This morning I was driving and listening to my regular talk back radio show. They always talk about interesting things that I find incredibly thought provoking, and today they were talking about something that struck a chord with me. The question was, “How do we teach our children the things that matter?”
The conversation delved not only into what we teach our children but how we teach them. It seems like something we all take as being pretty intuitive but the reality is that for so many people, teaching their children the important things doesn’t come easy. Especially when our own history can complicate things.
One female caller rang in and shared her story. She has two sons – 18 and 20 years old – and has a huge fear that they will one day drink and drive. Why? Because she did when she was 21 and it resulted in an accident that very nearly took her life. And she shared that the hardest thing about teaching her boys that drinking and driving is the wrong thing to do, was that she was the example. And if she was to walk around wagging the finger telling them how bad and how wrong it is, she felt like she was being a hypocrite.

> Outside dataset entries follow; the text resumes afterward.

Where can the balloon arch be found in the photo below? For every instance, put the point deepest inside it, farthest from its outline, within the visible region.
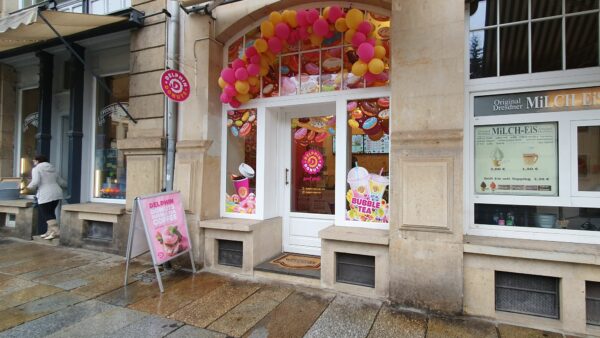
(240, 81)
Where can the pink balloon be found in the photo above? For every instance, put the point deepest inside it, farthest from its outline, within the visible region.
(364, 27)
(335, 12)
(282, 30)
(274, 45)
(230, 90)
(228, 75)
(253, 69)
(301, 18)
(241, 74)
(237, 63)
(312, 16)
(321, 27)
(365, 52)
(358, 38)
(225, 98)
(251, 51)
(234, 103)
(255, 59)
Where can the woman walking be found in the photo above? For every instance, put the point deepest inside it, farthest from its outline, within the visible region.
(49, 193)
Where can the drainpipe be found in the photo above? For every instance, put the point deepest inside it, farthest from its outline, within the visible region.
(171, 113)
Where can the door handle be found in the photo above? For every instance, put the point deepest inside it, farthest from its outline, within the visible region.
(287, 171)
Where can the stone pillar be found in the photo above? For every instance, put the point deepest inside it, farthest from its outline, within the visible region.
(8, 115)
(426, 229)
(144, 146)
(197, 161)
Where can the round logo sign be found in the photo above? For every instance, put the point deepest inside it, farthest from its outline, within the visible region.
(175, 85)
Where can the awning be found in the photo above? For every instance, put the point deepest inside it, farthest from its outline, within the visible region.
(26, 29)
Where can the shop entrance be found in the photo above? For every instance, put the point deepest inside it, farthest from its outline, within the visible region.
(307, 136)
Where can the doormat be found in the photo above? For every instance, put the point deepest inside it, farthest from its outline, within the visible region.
(296, 261)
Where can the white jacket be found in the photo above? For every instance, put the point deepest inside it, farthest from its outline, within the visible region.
(48, 183)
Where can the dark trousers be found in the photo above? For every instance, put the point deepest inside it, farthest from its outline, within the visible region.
(46, 212)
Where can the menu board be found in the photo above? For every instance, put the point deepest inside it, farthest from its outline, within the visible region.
(517, 159)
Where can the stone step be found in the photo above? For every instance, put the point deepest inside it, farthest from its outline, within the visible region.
(53, 242)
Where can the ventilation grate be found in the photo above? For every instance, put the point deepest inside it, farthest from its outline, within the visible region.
(527, 294)
(355, 269)
(231, 253)
(592, 302)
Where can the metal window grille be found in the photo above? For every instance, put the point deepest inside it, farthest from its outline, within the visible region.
(230, 253)
(355, 269)
(592, 302)
(527, 294)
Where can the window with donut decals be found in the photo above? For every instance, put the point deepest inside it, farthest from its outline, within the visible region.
(367, 194)
(240, 197)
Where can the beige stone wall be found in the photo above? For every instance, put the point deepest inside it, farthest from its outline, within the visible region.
(8, 114)
(426, 229)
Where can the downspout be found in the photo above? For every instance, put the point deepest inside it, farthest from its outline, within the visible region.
(171, 111)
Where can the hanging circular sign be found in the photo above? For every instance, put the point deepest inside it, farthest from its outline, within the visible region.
(312, 162)
(175, 85)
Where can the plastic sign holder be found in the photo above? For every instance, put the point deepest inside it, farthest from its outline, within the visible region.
(161, 219)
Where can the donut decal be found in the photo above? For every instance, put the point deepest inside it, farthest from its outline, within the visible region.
(312, 162)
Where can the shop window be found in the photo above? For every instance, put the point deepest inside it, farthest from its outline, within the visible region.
(527, 294)
(368, 147)
(531, 36)
(241, 161)
(30, 100)
(111, 125)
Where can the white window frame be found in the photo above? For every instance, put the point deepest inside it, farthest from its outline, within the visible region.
(93, 143)
(262, 104)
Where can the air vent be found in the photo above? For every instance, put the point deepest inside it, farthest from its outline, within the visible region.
(231, 253)
(355, 269)
(527, 294)
(592, 302)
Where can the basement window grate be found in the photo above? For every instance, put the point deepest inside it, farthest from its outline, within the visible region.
(592, 302)
(527, 294)
(355, 269)
(231, 253)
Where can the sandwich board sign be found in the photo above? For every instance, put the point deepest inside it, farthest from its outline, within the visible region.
(159, 218)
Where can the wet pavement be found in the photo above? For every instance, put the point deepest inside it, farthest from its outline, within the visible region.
(48, 291)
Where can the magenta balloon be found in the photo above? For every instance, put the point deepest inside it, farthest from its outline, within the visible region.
(255, 59)
(253, 69)
(234, 103)
(251, 51)
(241, 74)
(225, 98)
(365, 52)
(230, 90)
(358, 38)
(312, 16)
(364, 27)
(321, 27)
(274, 45)
(282, 30)
(335, 12)
(301, 18)
(228, 75)
(237, 63)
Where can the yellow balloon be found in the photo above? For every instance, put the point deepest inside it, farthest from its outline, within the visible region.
(242, 87)
(349, 35)
(340, 25)
(379, 52)
(376, 66)
(354, 17)
(359, 68)
(267, 29)
(261, 45)
(222, 83)
(252, 80)
(275, 18)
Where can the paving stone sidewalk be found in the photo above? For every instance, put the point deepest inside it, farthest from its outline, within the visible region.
(48, 291)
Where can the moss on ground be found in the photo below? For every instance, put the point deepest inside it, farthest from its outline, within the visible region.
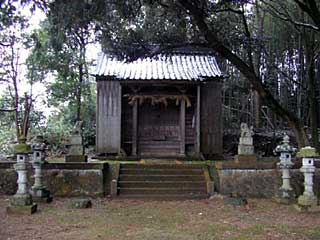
(176, 220)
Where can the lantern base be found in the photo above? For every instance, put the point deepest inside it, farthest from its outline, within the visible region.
(285, 196)
(22, 210)
(306, 201)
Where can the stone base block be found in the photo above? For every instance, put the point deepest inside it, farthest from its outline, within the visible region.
(81, 203)
(114, 188)
(76, 158)
(245, 149)
(285, 196)
(22, 210)
(47, 199)
(21, 200)
(245, 159)
(307, 201)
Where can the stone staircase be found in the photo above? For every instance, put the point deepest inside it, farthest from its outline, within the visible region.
(162, 181)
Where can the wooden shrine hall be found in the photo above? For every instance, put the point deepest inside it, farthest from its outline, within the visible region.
(169, 105)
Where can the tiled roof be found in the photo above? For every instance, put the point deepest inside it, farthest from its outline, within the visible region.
(171, 66)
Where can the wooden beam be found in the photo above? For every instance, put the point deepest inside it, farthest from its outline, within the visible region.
(134, 128)
(197, 147)
(182, 127)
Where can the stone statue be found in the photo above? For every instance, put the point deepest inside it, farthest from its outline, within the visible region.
(246, 131)
(75, 146)
(245, 146)
(77, 129)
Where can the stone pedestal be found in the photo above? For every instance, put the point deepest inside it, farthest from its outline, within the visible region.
(308, 198)
(285, 193)
(245, 147)
(21, 202)
(245, 159)
(38, 190)
(76, 149)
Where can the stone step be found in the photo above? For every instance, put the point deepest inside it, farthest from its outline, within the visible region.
(163, 191)
(152, 171)
(164, 197)
(160, 177)
(162, 184)
(161, 166)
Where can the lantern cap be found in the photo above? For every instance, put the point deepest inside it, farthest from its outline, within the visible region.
(308, 152)
(285, 146)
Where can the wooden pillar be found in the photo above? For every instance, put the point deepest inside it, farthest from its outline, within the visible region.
(197, 145)
(135, 128)
(182, 127)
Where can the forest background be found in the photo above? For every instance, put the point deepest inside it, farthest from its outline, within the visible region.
(268, 50)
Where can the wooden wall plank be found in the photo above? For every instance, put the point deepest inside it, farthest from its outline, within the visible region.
(211, 119)
(108, 137)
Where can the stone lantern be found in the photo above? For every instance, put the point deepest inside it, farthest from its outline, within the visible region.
(285, 193)
(308, 198)
(38, 190)
(22, 202)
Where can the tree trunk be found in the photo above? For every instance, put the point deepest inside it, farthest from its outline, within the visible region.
(310, 55)
(249, 73)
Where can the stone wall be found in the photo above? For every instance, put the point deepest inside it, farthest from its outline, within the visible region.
(93, 179)
(259, 182)
(62, 179)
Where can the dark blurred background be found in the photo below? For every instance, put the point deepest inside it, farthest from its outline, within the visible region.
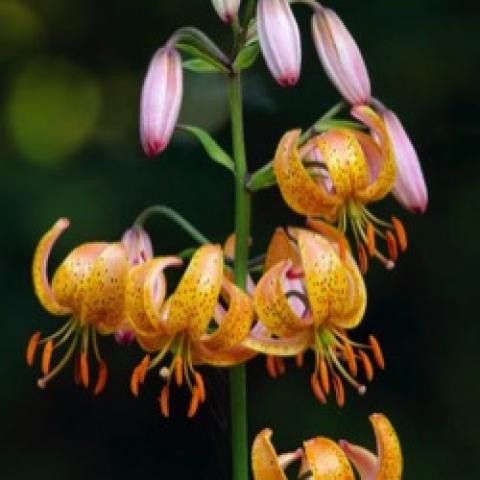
(71, 71)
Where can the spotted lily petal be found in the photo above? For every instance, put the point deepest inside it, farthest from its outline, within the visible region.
(299, 190)
(194, 300)
(326, 460)
(41, 284)
(387, 465)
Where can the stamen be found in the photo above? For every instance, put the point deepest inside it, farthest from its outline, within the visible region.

So many of our life experiences and the things we’ve learnt have come out of mistakes we have made. But how do we teach people these lessons and pass on the valuable knowledge we’ve gained without preaching and taking away their chance to make their own mistakes to learn the way we did?
Teaching right from wrong is something that needs to be intuitive. As parents or grandparents the best kind of teaching is to shape their moral compass so when they are faced with the big questions, they have the guidance to know what is the right decision to make. If I had been the lady who called in, I would take the approach of highlighting the risks and explaining why it is wrong to my children – not telling them about my exact experience.
Everyone needs to learn from their own experiences and grow from their own mistakes, that is just a part of life. But it is human nature to seek the opinions of others, and in cases like this we can assume that this will always happen. This is why grandparents are so important. Younger people often hold tension with their parents, stemming from boundaries placed around them in order to help them learn, so this means that grandparents often become a sounding board.
I know that my granddaughter regularly comes to me to talk about things like friendships, decisions about her future and even her schoolwork. It isn’t because her parents aren’t a strong influence in her life, it is because they play the role of setting up that moral compass and she tests her own decisions on me as that sounding board.
Every now and then I have to think to myself, have people stopped valuing the moral compass and prefer others to be book smart and knowledge savvy? The more and more we hear about people committing crimes, defaming others and cheating others makes me think that we’ve stopped valuing that moral compass. And the big question is, who is to blame?
Are too many, parents, grandparents and other people trying to tell their children and grandchildren what to do instead of guide them through life and equip them with the moral compass to make their own decisions? Do we live in fear of our offspring and loved ones repeating our mistakes and so we do what we instinctively feel is the best thing for them by telling them what is black and what is white with no indication of why or what is grey?